The National Constitution Center summarizes contributions to the ongoing debate over the constitutionality of the Space Force - including a new Congressional Research Service report on the subject.


A proposed logo for the Space Force.

Scott Bomboy of the National Constitution Center has an overview of the ongoing debate over the constitutionality of President Trump's proposed Space Force. He summarizes contributions by Cornell law Prof. Michael Dorf, prominent originalist legal scholar Michael Ramsey, and myself. He also discusses a recent Congressional Research Service report on the subject. Ramsey, the CRS, and I all contend that a Space Force is likely to be constitutional, at least in some form. Dorf has doubts on the subject, at least from an originalist point of view. As I explained in my previous post on this issue, the debate is an outgrowth of earlier disputes about whether originalism permits the establishment of the Air Force. Both the Space Force discussion and earlier debates about the Air Force are as much about the value of originalism as about the Air Force and Space Force. Critics of originalism argue that if the theory precludes the establishment of such seemingly essential military forces, that's a good reason to reject it in favor of some version of living constitutionalism.
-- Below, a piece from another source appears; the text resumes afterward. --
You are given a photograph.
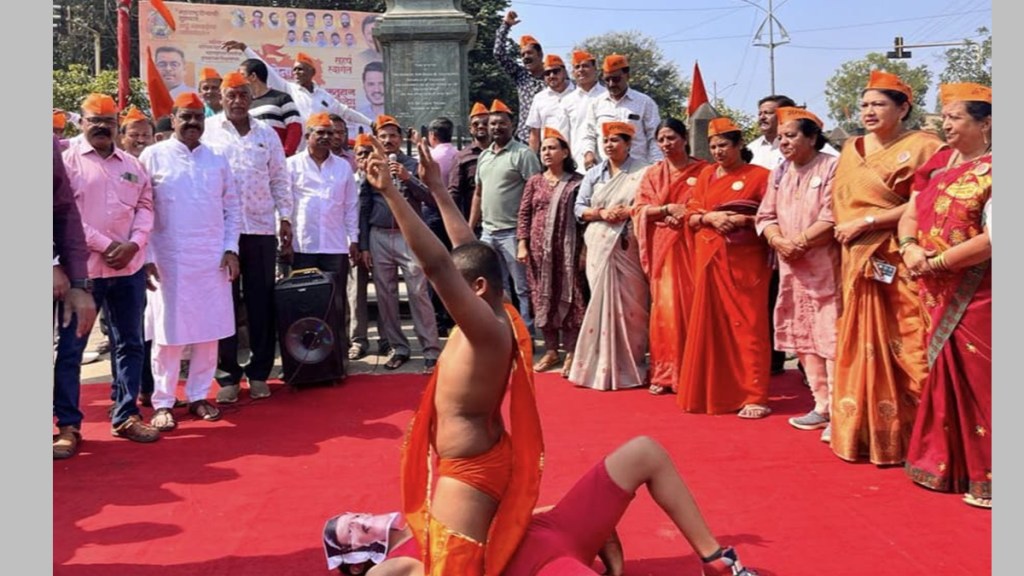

I think the arguments advanced by Ramsey, myself, and Michael Rappaport (in an earlier iteration of the debate over the Air Force) are enough to dispose of this critique of originalism. However, Ramsey (correctly, in my view) suggests that, while a Space Force closely linked to the air and naval operations can be justified under the existing constitution, which gives Congress the power to establish an army and navy, the same may not be true of a deep space force:

The key to the [constitutionality of] Air Force/Mechanized Weapons Force is that the new "forces" operate to support the actions of the conventional army (or, if at sea in the case of the Air Force, the conventional navy). They are new only in the sense that (a) they have new weapons technology and (b) they involve some administrative separation—neither of which could possibly be thought to be excluded by the army/navy clauses of the Constitution. This would also be true of the Space Force, if it is supporting the operations of the conventional army and navy. But suppose instead it is projecting force into deeper space, either for the purpose of fighting hypothetical aliens or protecting distant colonization. One might plausibly argue that this mission is sufficiently distinct from the mission encompassed by the convention meaning of army and navy in 1788 that it's really a different power. Congress cannot claim a power not otherwise delegated to it simply by putting the army in charge of it.

A Space Force largely dedicated to operations in and around Earth orbit which are intended to support conventional land, naval, and air forces, is likely to be constitutional. A "deep space" force, like Starfleet, intended to conduct interstellar warfare and colonization, probably is not.

Barring dramatic technological breakthroughs, we are still a long way away from needing deep space armed forces (or even being able to produce them). Thus, Ramsey is probably right to suggest that we can enact a constitutional amendment to authorize them, when and if they become necessary. At that point, there is likely to be a broad consensus about the necessity and it should be feasible to meet the supermajority requirements of the amendment process. At any rate, the possible future need for a deep space military force does not strike me as a compelling reason to reject originalism in the here and now. Thus I stand by my earlier conclusion that, while there are plenty of serious criticisms of originalism, the danger of being deprived of essential military forces (whether air or space) is not one we need to be much concerned about.